For immunocytochemical analysis, cells were fixed with 4% paraformaldehyde for 5 min (Fig. 1) or 10% trichloroacetic acid for 10 min (Figs. 2c, 6a, Additional file 4: Figure S3 and Additional file 15: Figure S6) at room temperature. After permeabilization and blocking with 0.3% Triton X-100 for 30 min and 5% FBS for 90 min, the cells were incubated with primary antibodies at 4 °C overnight. Primary antibodies against the following were used for these analyses: Nanog (rabbit, 1:200; ReproCELL), SEEA-4 (mouse, 1:200; Millipore), αSMA (mouse, 1:50; Dako), SOX-17 (goat, 15 μg/ml; R&D Systems), MAP2 (mouse, 1:1000; Sigma-Aldrich), MAP2 (chicken, 1:10,000; Abcam), MAP2 (rabbit, 1:1000; Abcam), TH (rabbit, 1:500; Millipore), TH (mouse, 1:500; Millipore), cleaved caspase-3 (rabbit, 1:200; Cell Signaling), VPS35 (goat, 1:300; Abcam), Rab5 (rabbit, 1:300; Abcam), Rab7 (mouse, 1:1000; Abcam), CI-MPR (mouse, 1:100; Abcam), GM130 (rabbit, 1:100; Abcam), α-synuclein (rabbit, 1:150; Cell Signaling), GFAP (chicken, 1:1000; Abcam) and VPS29 (rabbit, 1:50; Sigma-Aldrich). The following day, the cells were washed two times with PBS and incubated with secondary antibodies for 60 min at room temperature. The secondary antibodies used were goat or donkey antibodies conjugated to Alexa 488, 546, 633, or 647 (1:500; Invitrogen). Nuclear staining was performed with Hoechst solution (1:10,000; Invitrogen) with secondary antibodies. The immunoreactive cells were visualized using a confocal laser microscope (LSM880; Carl Zeiss). The length of cell processes and areas of the cell body and nucleus were quantified using ZEN software (Carl Zeiss).

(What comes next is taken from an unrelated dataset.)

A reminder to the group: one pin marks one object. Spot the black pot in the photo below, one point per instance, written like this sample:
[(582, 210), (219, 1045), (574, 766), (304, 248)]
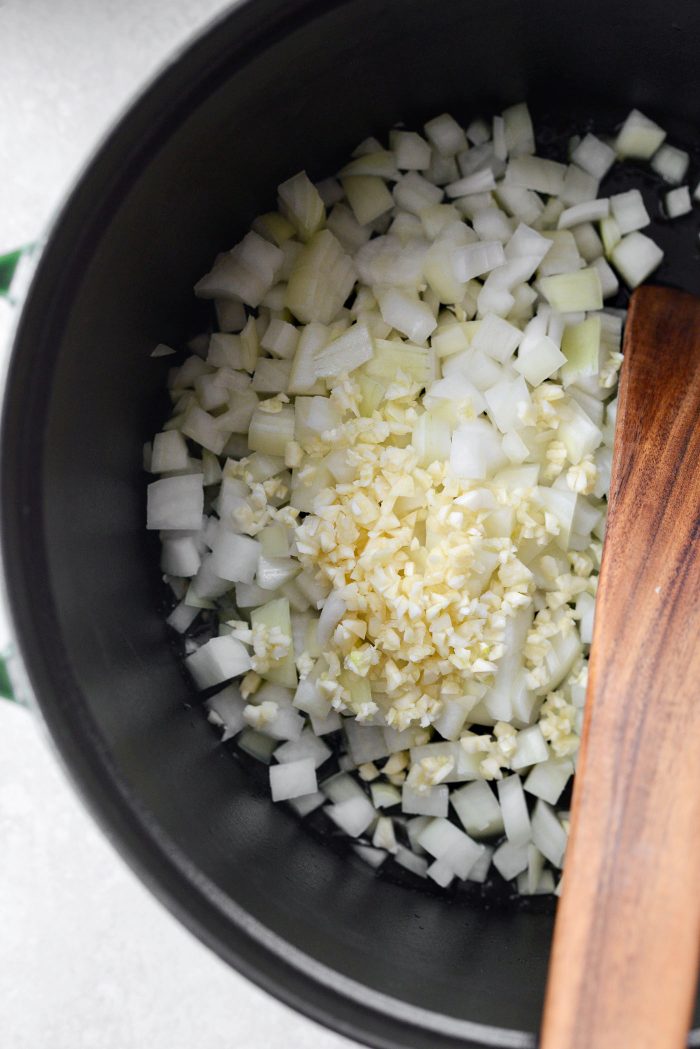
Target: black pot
[(276, 85)]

To quantify the intensity of CI-MPR and α-synuclein shown in Fig. 6, images were analyzed by ZEN software (Carl Zeiss). Briefly, Immunostaining images (Fig. 6b,c and e) were taken by same pinhole, digital offset and master gain using LSM880 (Carl Zeiss). Areas of cytoplasm, cytoplasm without Golgi and Golgi were measured using ZEN software. The intensity ratio was calculated by measuring the intensity of CI-MPR in the Golgi area and cytoplasm without Golgi area.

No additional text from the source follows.